Dankbarkeit ist ein Schlüssel zum Glück.

Durch unsere bewusste Entscheidung, uns dem zuzuwenden, was gut ist in unserem Leben, steigern wir die Wahrscheinlichkeit auf ein glückliches und erfülltes Leben enorm.

Nicht die Glücklichen sind dankbar.
Es sind die Dankbaren, die glücklich sind.
Francis Bacon

Um immer mehr in eine Haltung der Dankbarkeit hineinzuwachsen, gibt es einfache spirituelle Übungen. Dazu zunächst eine kurze Geschichte:

Es war einmal eine alte und weise Frau. Sie verließ ihr Haus nie, ohne vorher eine Handvoll Bohnen in ihre rechte Jackentasche zu stecken. Das tat sie nicht, um die Bohnen unterwegs zu essen, sondern um so die schönen Momente ihres Lebens besser zählen zu können.
Für jede Kleinigkeit, die sie tagsüber erlebte – zum Beispiel einen netten Schwatz auf der Straße, ein lecker duftendes Brot, einen Moment der Stille, das Lachen eines Menschen, das Zwitschern eines Vogels – ließ sie eine Bohne von ihrer rechten in die linke Jackentasche wandern. Manchmal waren es auch zwei oder drei Bohnen auf einmal.
Abends saß die Frau zu Hause und zählte genüsslich die Glücksbohnen aus ihrer linken Jackentasche. So machte sie sich nochmal bewusst, wie viel Schönes sie an diesem Tag erlebt hat und sie freute sich darüber. Auch an Abenden, an denen sie nur eine einzige Bohne zählte, war der Tag für sie ein glücklicher Tag – es hatte sich gelohnt, ihn zu leben.
(von: unbekannt)

Das Beispiel dieser weisen Frau kann uns dazu anregen, positive Erlebnisse bewusster wahrzunehmen, im Gedächtnis zu behalten und wertzuschätzen. Vielleicht mag ich mich auch auf eine Zeit ganz bewusster Achtsamkeit einlassen, ein paar weisse Bohnen mit mir tragen, um sie in Momenten der Dankbarkeit in die Tasche wechseln zu lassen und sie am Ende des Tages nochmals  nachhaltig zu geniessen.
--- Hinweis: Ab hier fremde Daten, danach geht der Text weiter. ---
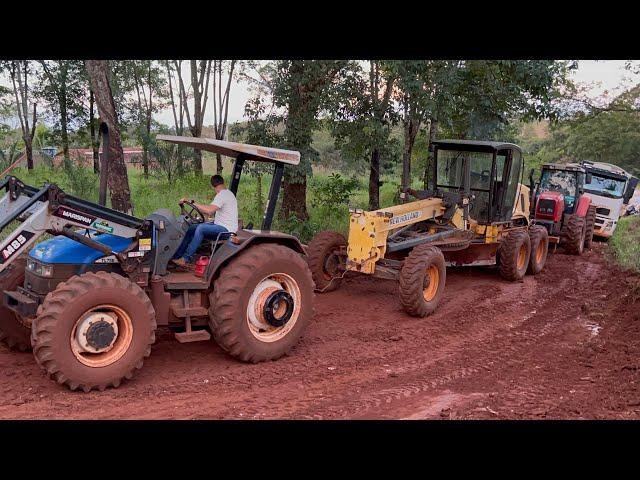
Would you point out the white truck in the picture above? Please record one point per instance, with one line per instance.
(610, 188)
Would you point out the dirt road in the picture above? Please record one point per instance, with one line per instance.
(563, 344)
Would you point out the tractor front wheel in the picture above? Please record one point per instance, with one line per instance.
(13, 332)
(422, 280)
(539, 238)
(325, 259)
(590, 221)
(514, 253)
(93, 331)
(574, 235)
(261, 303)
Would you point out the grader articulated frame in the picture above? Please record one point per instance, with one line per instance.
(475, 214)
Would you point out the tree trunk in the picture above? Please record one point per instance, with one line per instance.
(117, 179)
(28, 146)
(433, 133)
(294, 201)
(95, 141)
(374, 180)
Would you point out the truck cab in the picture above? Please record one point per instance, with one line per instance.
(610, 190)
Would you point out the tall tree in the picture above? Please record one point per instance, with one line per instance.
(301, 87)
(199, 89)
(363, 115)
(117, 178)
(20, 71)
(62, 87)
(149, 85)
(221, 68)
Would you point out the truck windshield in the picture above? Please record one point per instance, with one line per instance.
(559, 181)
(607, 187)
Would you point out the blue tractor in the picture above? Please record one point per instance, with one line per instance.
(88, 301)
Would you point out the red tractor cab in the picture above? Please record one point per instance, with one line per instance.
(560, 205)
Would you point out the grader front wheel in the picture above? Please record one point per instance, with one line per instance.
(422, 280)
(324, 259)
(514, 254)
(261, 303)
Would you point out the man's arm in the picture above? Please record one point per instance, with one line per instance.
(206, 209)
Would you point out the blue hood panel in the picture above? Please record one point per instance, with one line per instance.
(64, 250)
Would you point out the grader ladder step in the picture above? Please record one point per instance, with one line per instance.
(193, 336)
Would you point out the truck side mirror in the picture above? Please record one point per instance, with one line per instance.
(631, 187)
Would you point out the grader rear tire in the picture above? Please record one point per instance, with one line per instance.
(590, 221)
(323, 260)
(246, 319)
(574, 235)
(514, 253)
(13, 333)
(539, 238)
(107, 310)
(422, 280)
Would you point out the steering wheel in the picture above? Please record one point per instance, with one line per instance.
(192, 215)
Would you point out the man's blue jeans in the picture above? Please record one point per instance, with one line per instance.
(194, 237)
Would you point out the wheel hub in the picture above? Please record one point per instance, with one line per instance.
(278, 308)
(97, 332)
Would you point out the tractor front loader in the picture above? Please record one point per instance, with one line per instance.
(89, 300)
(476, 213)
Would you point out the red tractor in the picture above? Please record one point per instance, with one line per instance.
(561, 206)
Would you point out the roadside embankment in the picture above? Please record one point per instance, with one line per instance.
(625, 243)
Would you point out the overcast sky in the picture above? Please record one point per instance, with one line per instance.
(601, 76)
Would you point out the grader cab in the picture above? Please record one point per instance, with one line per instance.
(474, 214)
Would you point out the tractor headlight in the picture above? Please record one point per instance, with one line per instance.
(39, 269)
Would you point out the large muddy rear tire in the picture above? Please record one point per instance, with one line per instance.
(574, 235)
(324, 260)
(514, 253)
(87, 310)
(13, 332)
(590, 221)
(539, 239)
(261, 303)
(422, 280)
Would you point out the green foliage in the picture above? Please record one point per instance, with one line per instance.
(625, 243)
(333, 191)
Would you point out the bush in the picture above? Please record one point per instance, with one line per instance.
(333, 191)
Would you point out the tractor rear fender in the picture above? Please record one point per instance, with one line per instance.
(248, 238)
(583, 206)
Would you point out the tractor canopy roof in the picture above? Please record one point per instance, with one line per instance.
(233, 149)
(476, 145)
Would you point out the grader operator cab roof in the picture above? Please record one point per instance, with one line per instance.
(233, 149)
(475, 145)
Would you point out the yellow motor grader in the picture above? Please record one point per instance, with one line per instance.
(475, 213)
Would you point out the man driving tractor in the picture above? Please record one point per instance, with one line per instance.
(225, 208)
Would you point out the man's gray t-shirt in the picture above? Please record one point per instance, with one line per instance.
(227, 216)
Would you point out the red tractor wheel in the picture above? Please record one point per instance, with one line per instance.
(539, 238)
(590, 220)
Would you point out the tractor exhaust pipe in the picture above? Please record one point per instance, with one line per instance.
(104, 164)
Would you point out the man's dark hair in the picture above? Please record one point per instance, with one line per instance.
(216, 180)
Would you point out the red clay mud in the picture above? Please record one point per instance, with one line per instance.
(563, 344)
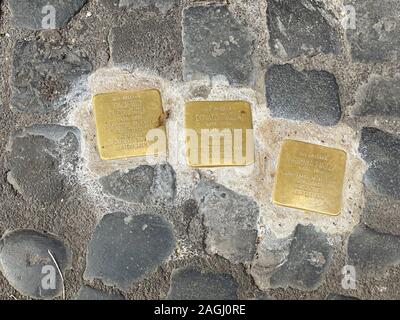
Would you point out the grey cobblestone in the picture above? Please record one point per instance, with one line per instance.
(303, 95)
(372, 252)
(194, 284)
(23, 256)
(375, 38)
(124, 248)
(230, 219)
(37, 156)
(43, 74)
(30, 14)
(215, 44)
(301, 27)
(309, 257)
(88, 293)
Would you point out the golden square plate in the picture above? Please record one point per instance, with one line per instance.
(310, 177)
(219, 133)
(123, 120)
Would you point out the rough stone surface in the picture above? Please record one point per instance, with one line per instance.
(381, 212)
(215, 43)
(162, 5)
(309, 258)
(334, 296)
(149, 42)
(381, 151)
(24, 254)
(88, 293)
(43, 74)
(307, 95)
(30, 14)
(380, 97)
(375, 38)
(230, 219)
(372, 252)
(124, 248)
(142, 184)
(41, 158)
(301, 27)
(194, 284)
(271, 253)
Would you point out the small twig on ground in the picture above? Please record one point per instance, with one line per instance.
(59, 271)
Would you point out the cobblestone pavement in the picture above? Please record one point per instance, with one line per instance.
(127, 229)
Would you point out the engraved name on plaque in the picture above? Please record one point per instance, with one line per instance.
(219, 133)
(310, 177)
(128, 122)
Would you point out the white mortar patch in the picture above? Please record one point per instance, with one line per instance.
(255, 181)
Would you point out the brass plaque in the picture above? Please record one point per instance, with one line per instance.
(219, 133)
(126, 120)
(310, 177)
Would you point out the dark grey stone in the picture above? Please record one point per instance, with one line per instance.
(142, 184)
(30, 14)
(88, 293)
(307, 95)
(381, 212)
(301, 27)
(309, 258)
(149, 41)
(24, 257)
(194, 284)
(376, 36)
(124, 249)
(230, 219)
(380, 97)
(162, 5)
(41, 158)
(381, 151)
(215, 43)
(272, 252)
(334, 296)
(43, 74)
(372, 252)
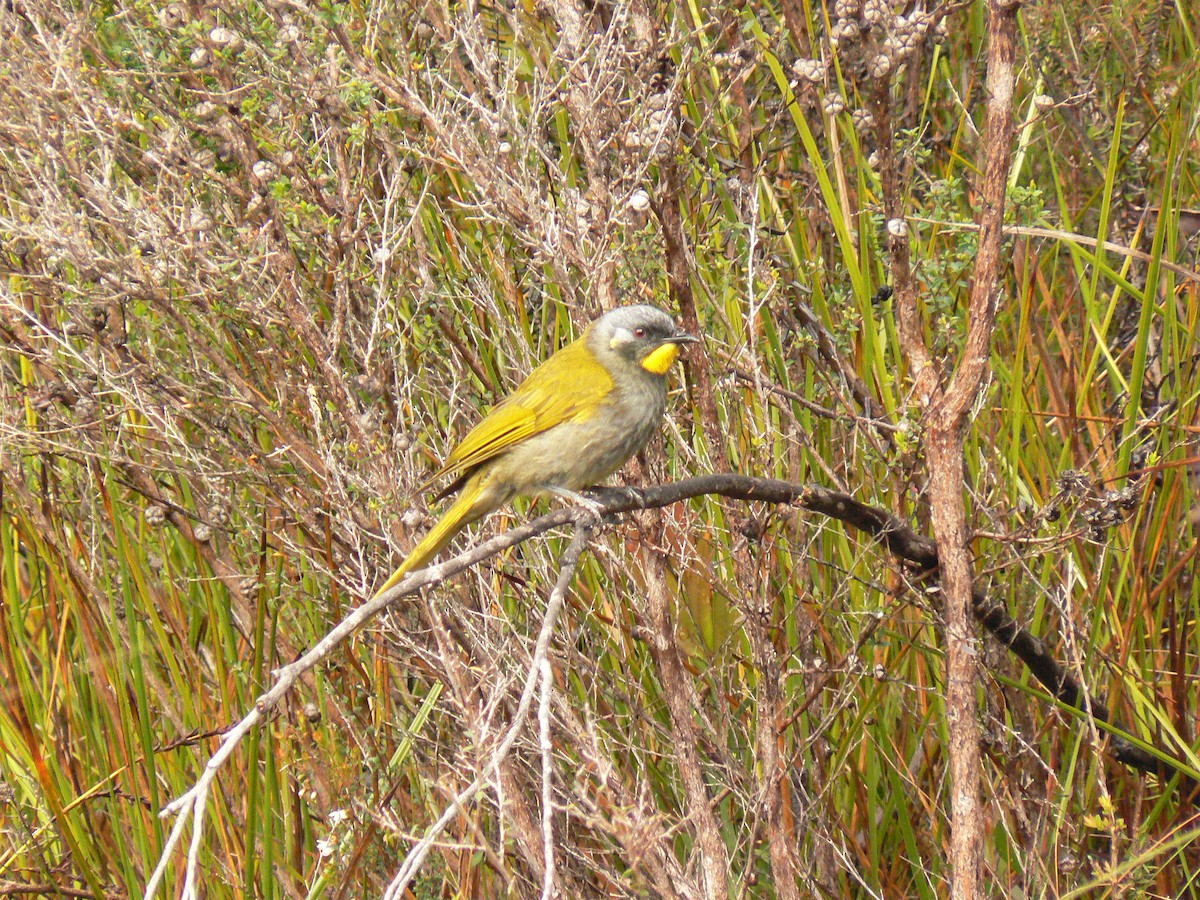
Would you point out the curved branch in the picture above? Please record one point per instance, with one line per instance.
(895, 534)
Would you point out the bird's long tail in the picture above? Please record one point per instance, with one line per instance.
(474, 502)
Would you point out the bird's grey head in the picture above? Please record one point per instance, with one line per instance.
(642, 334)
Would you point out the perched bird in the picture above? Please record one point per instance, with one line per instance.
(574, 421)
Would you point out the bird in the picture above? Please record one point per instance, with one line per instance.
(574, 421)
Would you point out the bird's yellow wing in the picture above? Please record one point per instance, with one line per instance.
(568, 387)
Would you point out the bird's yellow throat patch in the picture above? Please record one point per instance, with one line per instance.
(660, 359)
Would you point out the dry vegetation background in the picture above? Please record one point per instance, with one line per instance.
(263, 263)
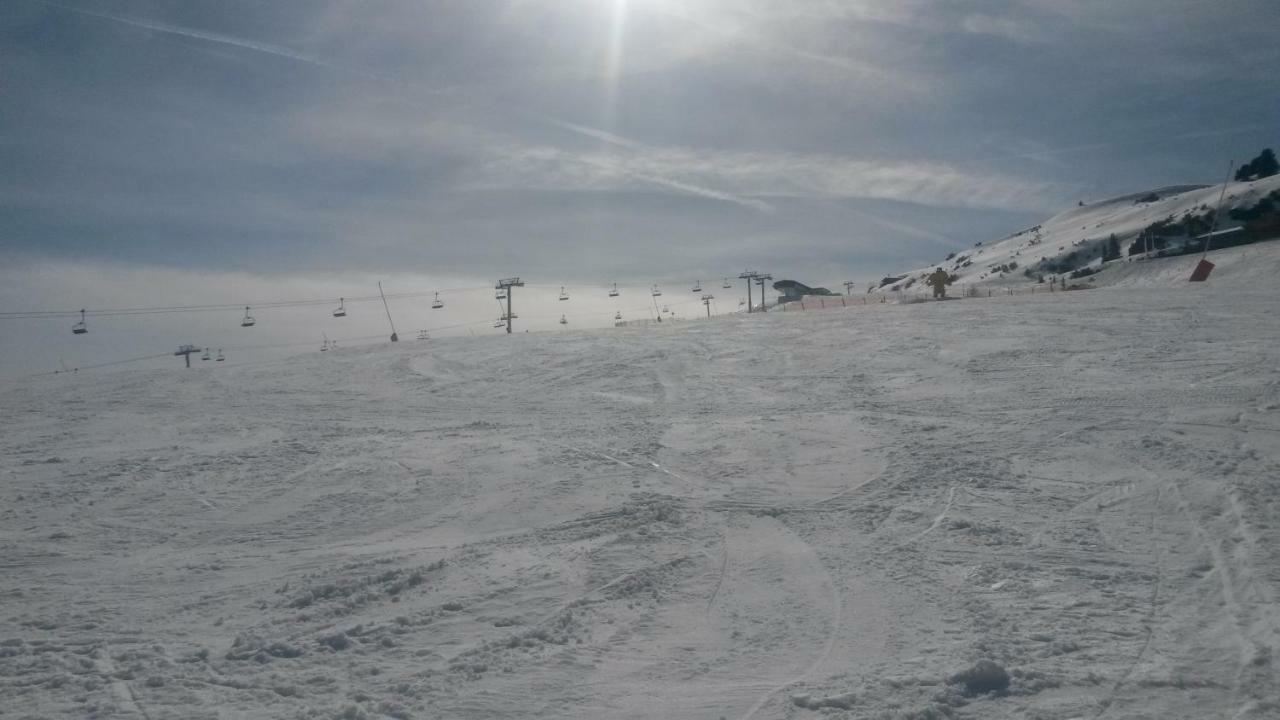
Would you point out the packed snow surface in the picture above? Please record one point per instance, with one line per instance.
(1056, 506)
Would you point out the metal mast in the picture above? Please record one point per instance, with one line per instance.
(507, 283)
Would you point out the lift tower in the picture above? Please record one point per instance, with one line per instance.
(507, 283)
(749, 276)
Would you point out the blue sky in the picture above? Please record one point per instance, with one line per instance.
(598, 140)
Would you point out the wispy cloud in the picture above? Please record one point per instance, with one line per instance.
(265, 48)
(752, 178)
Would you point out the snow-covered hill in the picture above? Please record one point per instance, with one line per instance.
(1084, 229)
(758, 516)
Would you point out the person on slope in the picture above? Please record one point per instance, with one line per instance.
(938, 279)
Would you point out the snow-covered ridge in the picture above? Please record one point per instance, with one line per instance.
(1088, 227)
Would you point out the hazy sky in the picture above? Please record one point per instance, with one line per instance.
(590, 141)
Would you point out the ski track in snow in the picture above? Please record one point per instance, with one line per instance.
(785, 515)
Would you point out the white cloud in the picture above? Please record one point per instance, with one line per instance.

Doch können wir denn auch dankbar sein, angesichts all der schrecklichen Dinge, die Einzelnen und Völkern widerfahren? David Steindl-Rast beantwortete diese Frage neulich so: Wir können in all diesen Geschehnissen immer etwas Neues lernen. Wenn wir diese Gelegenheit für uns entdecken, haben wir Grund zu danken. Und diese Dankbarkeit gibt uns eine neue Kraft und Ausrichtung.

„Dankbarkeit heißt, den gegebenen Augenblick und jede gegebene Gelegenheit als Gabe, als Geschenk, wahrzunehmen. So wachen wir auf zu einer neuen Lebendigkeit“  (David Steindl-Rast)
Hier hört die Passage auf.